Relationship Between Electrical Instability and Pumping Performance During Ventricular Tachyarrhythmia: Computational Study

Abstract

There are representative electrical parameters for understanding the mechanism of reentrant waves in studies on tachyarrhythmia, namely the action potential duration (APD), dominant frequency, phase singularity, and filament. However, there are no studies that have directly identified the correlation between these electrophysiological parameters and cardiac contractility. Therefore, we have identified individual and integrative correlations between these electrical phenomena and contractility during tachyarrhythmia by deriving regression equations and also investigated the electrophysiological parameters affecting cardiac contractility during tachyarrhythmia. We simulated ventricular tachyarrhythmia with 48 types of electrical patterns by applying four reentry generation methods and changing the electrical conductivity of the potassium channel, which has the greatest effect on ventricular tissue. The mechanical responses reflecting electrical complexity were obtained through deterministic simulations of excitation-contraction coupling. We used the stroke volume and amplitude of myocardial tension (ampTens) as the variables representing contractility. We derived stochastic models through single- and multivariable regression analyses to identify the electrical parameters affecting contractility during tachyarrhythmia. In single-variable regression analysis, the APD, dominant frequency, and filament, excluding phase singularity, have statistically significant correlations with the stroke volume and ampTens.

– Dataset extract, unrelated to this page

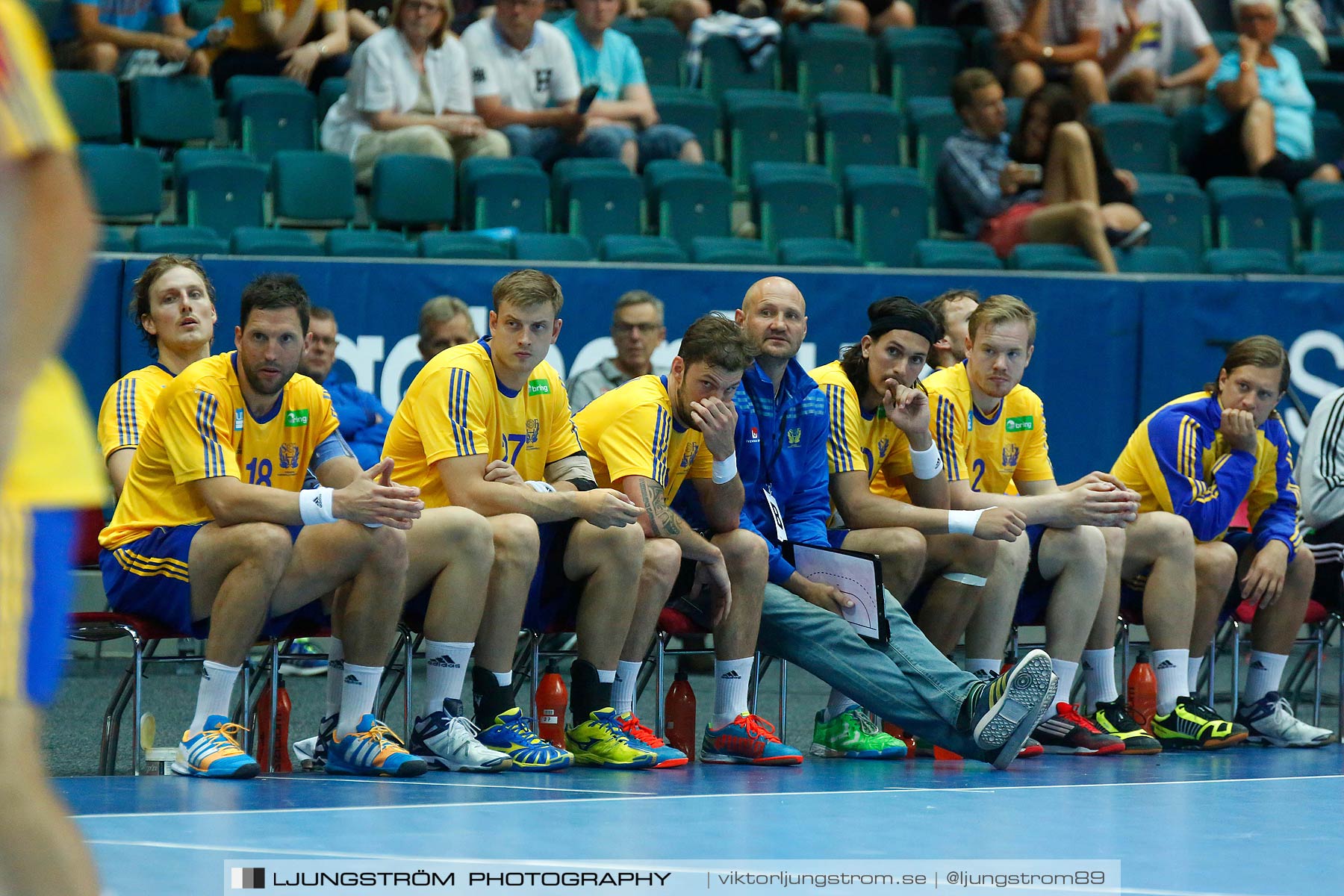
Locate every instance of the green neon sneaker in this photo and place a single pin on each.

Among them, the APD has the maximum influence on these two mechanical parameters (standard beta coefficient: 0.859 for stroke volume, 0.930 for ampTens). The stochastic model using all four electrical parameters fails to accurately predict contractility owing to the multicollinearity between the APD and dominant frequency. We have rederived the multi-variable stochastic model using three electrical parameters without the APD. The filament has the greatest effect on the stroke volume stochastically (standard beta coefficient: 0.853 and 0.752). The dominant frequency has the greatest effect on ampTens statistically (standard beta coefficient: -0.813). We conclude that among the electrical parameters, the APD has the highest individual influence on mechanical contraction, and the filament has the highest integrative influence in both statistical terms.